Special rules for particular cases of employee data collection and use

  • The draft bill contains special rules for video surveillance, location data, biometrics, and telecommunications data.

Employers are obliged to inform employees immediately in case of data loss or data breaches

  • When an employer suspects the occurrence of a data security breach resulting in the accidental or unauthorized transfer or access of employee data, the employer must inform all concerned employees immediately.  This duty does not depend on whether affected employees are at risk of harm resulting from the data loss or breach. 

Consent may justify only favorable use of employee data

  • To date, the freely offered consent of employees could justify the use of their personal data.  Under the draft bill, employee consent will permit data collection and use only as explicitly stipulated in the employee data protection provisions of the BDSG, or when the data requested is necessary to achieve legally or economically favorable outcomes for the consenting employees (e.g., in case of company pensions or stock option programs). 

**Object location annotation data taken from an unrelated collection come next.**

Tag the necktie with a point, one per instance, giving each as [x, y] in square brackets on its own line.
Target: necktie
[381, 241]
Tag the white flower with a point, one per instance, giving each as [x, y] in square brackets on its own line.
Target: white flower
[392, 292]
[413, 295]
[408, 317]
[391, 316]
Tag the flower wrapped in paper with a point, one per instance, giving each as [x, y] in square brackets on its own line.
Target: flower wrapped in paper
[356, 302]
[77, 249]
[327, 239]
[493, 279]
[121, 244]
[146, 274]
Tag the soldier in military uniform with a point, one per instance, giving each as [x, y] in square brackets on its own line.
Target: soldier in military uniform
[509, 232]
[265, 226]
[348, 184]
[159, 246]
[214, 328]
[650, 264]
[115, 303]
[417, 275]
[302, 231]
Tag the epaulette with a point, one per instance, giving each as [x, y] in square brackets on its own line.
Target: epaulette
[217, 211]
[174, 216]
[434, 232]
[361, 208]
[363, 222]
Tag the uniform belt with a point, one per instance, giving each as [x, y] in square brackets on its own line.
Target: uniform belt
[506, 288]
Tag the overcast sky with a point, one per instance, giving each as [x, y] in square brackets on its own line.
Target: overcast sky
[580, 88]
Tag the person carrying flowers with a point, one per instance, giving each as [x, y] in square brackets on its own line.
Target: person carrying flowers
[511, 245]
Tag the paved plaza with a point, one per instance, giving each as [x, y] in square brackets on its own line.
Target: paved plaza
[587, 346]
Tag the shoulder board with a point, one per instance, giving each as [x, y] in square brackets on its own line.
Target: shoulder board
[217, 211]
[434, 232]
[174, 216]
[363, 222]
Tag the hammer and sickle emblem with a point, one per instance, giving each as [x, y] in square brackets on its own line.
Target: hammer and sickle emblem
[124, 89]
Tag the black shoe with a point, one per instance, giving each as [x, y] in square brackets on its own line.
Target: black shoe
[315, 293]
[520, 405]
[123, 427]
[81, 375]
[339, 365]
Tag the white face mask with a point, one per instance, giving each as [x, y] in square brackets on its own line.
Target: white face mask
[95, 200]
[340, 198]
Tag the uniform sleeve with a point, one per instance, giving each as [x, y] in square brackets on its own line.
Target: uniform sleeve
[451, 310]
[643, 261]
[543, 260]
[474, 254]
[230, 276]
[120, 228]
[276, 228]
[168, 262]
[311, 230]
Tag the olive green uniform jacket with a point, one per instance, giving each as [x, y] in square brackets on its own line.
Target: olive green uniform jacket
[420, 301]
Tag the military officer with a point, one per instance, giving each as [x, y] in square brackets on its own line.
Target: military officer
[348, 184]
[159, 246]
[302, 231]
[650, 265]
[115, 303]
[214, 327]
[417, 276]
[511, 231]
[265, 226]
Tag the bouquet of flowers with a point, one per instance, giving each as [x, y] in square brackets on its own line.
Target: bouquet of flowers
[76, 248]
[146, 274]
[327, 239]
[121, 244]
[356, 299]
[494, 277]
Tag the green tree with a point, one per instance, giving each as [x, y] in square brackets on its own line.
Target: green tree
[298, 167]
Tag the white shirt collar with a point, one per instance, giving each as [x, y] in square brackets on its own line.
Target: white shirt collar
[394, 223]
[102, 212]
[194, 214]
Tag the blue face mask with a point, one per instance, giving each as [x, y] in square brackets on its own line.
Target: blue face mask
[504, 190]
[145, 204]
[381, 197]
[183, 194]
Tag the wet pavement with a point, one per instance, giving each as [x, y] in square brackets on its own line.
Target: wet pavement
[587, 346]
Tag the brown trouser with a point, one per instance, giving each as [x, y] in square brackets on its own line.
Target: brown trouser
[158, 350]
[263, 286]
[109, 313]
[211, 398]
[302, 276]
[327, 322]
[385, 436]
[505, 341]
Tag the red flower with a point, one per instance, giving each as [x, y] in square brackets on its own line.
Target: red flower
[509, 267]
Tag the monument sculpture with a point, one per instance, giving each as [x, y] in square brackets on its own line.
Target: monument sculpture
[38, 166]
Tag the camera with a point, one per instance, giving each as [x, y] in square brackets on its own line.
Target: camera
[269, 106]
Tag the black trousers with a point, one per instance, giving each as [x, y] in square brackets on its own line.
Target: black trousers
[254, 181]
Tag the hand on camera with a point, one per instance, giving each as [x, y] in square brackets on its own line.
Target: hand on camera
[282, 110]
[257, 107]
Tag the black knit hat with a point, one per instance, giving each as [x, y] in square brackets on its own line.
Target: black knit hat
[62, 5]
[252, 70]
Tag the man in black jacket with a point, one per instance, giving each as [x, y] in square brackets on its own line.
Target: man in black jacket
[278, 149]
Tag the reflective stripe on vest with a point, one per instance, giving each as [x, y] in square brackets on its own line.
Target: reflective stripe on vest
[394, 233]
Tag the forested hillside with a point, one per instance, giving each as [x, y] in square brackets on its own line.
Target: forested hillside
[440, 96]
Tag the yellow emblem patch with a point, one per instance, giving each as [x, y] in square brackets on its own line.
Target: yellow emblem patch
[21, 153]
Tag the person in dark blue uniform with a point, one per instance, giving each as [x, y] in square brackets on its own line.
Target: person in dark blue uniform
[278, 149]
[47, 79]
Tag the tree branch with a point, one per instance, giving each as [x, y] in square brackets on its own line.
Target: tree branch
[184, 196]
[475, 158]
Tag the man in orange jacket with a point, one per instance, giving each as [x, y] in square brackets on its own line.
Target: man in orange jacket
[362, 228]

New rules for data use based on works agreements

  • Under German data protection law, works agreements between employers and their works councils can permit the collection and use of employee data.  In the past, these agreements have proven to be a feasible means to implement practical systems and policies for processing employee data.  According to the draft bill, future works agreements may not deviate from the new statutory rules if the deviation would result in detrimental consequences for affected employees.  This change may require numerous companies to review and possibly renegotiate existing works agreements.

Group interests may justify intra-group data transfers of employee data

  • The transfer of employee data between affiliated companies will be greatly facilitated.  The draft bill contains a group privilege for employee data where this serves group purposes.  Please note that the strict general German requirements regarding data transfer to states outside the EU still apply.  Among other things, this proposed change lowers the precondition for group-wide personnel data banks.